И когда они вот так сидят, согретые работой и солнцем, Яро хочет начать разговор, да не знает с чего. Он уважает ее, но и зависит от нее. Она знает о жизни больше, чем он. Из города он принес язву желудка и слабое городское здоровье. Цабадаёва узнала об этом и стала давать ему гречневой каши и всю зиму по мисочке кислой капусты; от копченостей теперь не горкнет у него в желудке и желчь не подступает к горлу. Загноившуюся рану от тяпки залечила она ему печеной луковицей в бинте. Бронхи, взбунтовавшиеся против внеплановых действий химической промышленности, притихли от чая из сушеных вишневых черенков. Возможно, и даже наверняка, помогла ему работа в саду, пенсионерский покой и полный отказ от всяких амбиций. Яро попытается прожить еще десять лет, но в ее мире. Чтобы перебрасывать на Милохов травянистый двор выкопанные камни, чтобы слушать, как пьяные горланят в корчме или как она шила когда-то этими вот руками, а пальцы были такие чуткие, что чувствовала даже рисунки на картах, боже, как ты постарел, Яро... И чтобы при виде злобного зверя — змеи или коварного богомольца, как Йожка,— у него дыбом вставала шерсть, которой нет, и чтобы жил он в душевном ладу с самим собой, даже не зная об этом. Как и она.

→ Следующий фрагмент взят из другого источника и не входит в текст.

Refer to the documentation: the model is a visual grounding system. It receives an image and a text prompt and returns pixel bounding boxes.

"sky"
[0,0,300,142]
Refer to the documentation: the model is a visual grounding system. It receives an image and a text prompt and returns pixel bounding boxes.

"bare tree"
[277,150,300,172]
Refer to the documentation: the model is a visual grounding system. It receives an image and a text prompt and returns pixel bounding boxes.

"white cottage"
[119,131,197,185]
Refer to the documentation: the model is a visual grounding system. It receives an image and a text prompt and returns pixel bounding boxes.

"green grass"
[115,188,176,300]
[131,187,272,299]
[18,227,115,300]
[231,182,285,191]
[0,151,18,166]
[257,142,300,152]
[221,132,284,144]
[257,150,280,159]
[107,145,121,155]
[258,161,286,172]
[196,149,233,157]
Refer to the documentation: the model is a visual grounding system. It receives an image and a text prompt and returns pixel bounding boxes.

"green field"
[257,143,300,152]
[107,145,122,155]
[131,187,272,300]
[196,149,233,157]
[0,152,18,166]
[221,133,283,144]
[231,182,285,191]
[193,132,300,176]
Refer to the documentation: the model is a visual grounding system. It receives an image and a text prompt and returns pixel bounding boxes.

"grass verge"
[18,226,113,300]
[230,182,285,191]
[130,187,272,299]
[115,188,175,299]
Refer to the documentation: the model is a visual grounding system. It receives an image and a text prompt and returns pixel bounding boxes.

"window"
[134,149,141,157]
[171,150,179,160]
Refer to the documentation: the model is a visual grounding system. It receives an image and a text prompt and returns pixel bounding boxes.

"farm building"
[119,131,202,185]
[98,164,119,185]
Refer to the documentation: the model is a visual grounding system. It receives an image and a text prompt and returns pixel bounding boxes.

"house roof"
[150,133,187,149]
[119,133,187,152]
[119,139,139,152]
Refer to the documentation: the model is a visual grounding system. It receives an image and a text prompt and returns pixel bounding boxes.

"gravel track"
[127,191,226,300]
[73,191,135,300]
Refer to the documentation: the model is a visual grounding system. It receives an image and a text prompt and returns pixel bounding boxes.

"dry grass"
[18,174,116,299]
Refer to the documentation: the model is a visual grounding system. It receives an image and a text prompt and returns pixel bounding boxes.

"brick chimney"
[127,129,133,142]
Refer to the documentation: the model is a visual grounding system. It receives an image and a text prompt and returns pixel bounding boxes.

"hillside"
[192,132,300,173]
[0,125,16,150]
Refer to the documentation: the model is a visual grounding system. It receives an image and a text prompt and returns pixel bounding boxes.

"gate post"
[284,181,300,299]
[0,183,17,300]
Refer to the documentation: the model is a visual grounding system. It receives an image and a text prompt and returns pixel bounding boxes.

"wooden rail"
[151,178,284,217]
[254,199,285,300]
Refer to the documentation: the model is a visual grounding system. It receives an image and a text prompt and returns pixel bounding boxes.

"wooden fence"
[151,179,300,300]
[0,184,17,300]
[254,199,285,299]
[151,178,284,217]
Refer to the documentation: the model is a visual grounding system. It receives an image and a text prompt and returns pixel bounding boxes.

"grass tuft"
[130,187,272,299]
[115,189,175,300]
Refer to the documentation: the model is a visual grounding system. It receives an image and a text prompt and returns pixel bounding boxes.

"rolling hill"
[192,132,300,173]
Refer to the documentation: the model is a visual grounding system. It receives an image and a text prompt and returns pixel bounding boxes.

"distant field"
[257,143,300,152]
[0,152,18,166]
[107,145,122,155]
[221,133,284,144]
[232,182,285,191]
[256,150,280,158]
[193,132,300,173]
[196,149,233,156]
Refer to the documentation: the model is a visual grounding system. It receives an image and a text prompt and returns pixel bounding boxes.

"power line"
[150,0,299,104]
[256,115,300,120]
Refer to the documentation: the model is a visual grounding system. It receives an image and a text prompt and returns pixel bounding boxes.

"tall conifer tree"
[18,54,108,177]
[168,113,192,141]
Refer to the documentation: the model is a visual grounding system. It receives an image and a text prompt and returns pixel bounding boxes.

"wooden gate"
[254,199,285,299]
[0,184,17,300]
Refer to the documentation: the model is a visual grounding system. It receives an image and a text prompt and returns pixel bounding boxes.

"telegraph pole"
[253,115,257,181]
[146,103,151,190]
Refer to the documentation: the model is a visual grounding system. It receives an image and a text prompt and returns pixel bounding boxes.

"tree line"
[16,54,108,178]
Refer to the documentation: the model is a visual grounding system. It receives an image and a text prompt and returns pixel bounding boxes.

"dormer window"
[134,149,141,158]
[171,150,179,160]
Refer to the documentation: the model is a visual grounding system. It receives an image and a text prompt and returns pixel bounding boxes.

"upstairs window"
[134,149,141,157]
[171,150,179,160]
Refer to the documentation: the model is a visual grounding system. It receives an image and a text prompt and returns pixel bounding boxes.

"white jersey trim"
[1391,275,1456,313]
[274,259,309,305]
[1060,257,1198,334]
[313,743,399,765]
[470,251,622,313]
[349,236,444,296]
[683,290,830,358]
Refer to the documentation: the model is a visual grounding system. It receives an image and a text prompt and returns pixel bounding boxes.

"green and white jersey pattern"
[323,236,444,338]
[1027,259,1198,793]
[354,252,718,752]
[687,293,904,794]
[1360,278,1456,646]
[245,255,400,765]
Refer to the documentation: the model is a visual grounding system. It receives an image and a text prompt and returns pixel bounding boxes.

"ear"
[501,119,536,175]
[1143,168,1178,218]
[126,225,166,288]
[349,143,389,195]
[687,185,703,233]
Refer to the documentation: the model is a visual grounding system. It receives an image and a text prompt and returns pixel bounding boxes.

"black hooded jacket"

— Вон там змею повстречала,— показывает вдова Цабадаёва на тропку между луком и капустой.— А когда ее повстречала, ни двинуться, ни шелохнуться не могла — она бы меня враз кончила! У Маянека в хлеву змеи гнездо под полом устроили, там их нашли, искали крыс, а нашли змеев, это были ихние змеи, которых я видела, два раза ее повстречала, а была она не то чтобы толстая...
— А почему ты ее испугалась?
— Потому что страшная! — передергивается Цабадаиха.
— Куплю тебе змею,— предлагает ей Яро.— Привыкнешь, страх надо переломить.
— И не вздумай! Меня бы враз удар хватил! — Цабадаиха озирается, не ползет ли к ней змея.
Окучивают они два полряда и оглядывают деревья.
— С тех пор, как снаружи светят лампы, эти деревья иные стали — в веточку по-другому бегут, чем когда прежде тьма была, годичные ветки пораскидистей теперь будут.
На улице уже второй год стоят неоновые лампы.
— Вопреки формально несовершенной системе, какой является наша и любая другая речь, ты ею смогла выразить единство двух до сих пор не объединенных явлений, ты открыла искусственный, или же ночной, фотосинтез.
— Говори, что хочешь, а дерево должно оставаться каким есть.
— Именно это я и говорю.
— Меня не собьешь с толку, я держусь своего. Не мудруй, оставь политику, пусть она катится, куда хочет.